A car with a gun mounted on it is kept on a horizontal frictionless surface. Total mass of the car, gun and shell is 50 kg. Mass of each shell is 1 kg. If the shell is fired horizontally with relative velocity 100 m/sec with respect to the gun. What is the recoil speed of the car after a second shot at the nearest integer?

Answer 1

Solution

Hint : In this solution, we will use the law of conservation of momentum that tells us that in absence of external force, the net momentum of will be zero. When the shell is fired from the gun mounted on the car, the car will be pushed backwards.

Formula used: In this solution, we will use the following formula
$P = mv$ where $P$ is the momentum of an object of mass $m$ travelling with velocity $v$ .

Complete step by step answer:
We’ve been told that a car with a gun is firing shells with relative velocity $100\,m/s$ is moving with respect to the car and we want to find the recoil velocity of the car.
When the shell is fired from the gun, it will gain momentum in the forward direction.

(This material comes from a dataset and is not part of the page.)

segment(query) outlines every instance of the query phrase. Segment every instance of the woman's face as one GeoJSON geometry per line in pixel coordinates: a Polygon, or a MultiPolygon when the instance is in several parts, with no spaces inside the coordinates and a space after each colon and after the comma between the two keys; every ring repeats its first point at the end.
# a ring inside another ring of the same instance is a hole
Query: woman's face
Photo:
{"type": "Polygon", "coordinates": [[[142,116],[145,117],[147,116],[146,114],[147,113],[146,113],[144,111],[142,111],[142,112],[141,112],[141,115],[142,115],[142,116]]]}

Now, since the net external force on the system of the car, the gun and the shell are zero, according to the law of conservation of momentum the net momentum of the system must be zero.
The recoil of the shell is experienced by the net mass of the car and the gun. Let us denote the net mass of the car and the gun system as ${m_{gc}}$ and its momentum as ${P_{gc}}$ .
Since the net momentum of the system must be zero, the momentum of the gun-car system must be equal to the momentum of the bullet. So after the first shot
${P_{gc}} = {P_{{\text{bullet}}}}$
So,
${m_{gc}}{v_{gc}} = {m_{{\text{bullet}}}}{v_{{\text{bullet}}}}$
Substituting the values of ${m_{{\text{bullet}}}} = 1\,kg$ , ${m_{gc}} = 50 - 1 = 49kg$ , and ${v_{{\text{bullet}}}} = 1\,00m/s$ , we get
$49{v_{gc}} = 1 \times 100$
Which gives us
${v_{gc}} = 2.04\,m/s$
Similarly, when the second shell is fired, the mass of the car gun system will be $48\,kg$ so the recoil of the car after the second shot will be:
$48{v_{gc}} = 1 \times 100$
${v_{gc}} = 2.08m/s$
The net velocity of the car ginsystem after the second shot will actually be the sum of the recoil velocity of the car after the first and the second shot which is $2.04 + 2.08 = 4.12\,m/s$ .
The closest integer velocity of the car will be $4\,m/s$ .

Note:
Here we have assumed that the car does not slow down between shots. So, it will maintain its velocity without slowing down due to friction. After the first shell is fired, the car will still be moving with a constant velocity and not accelerating so the net force on the system will be zero.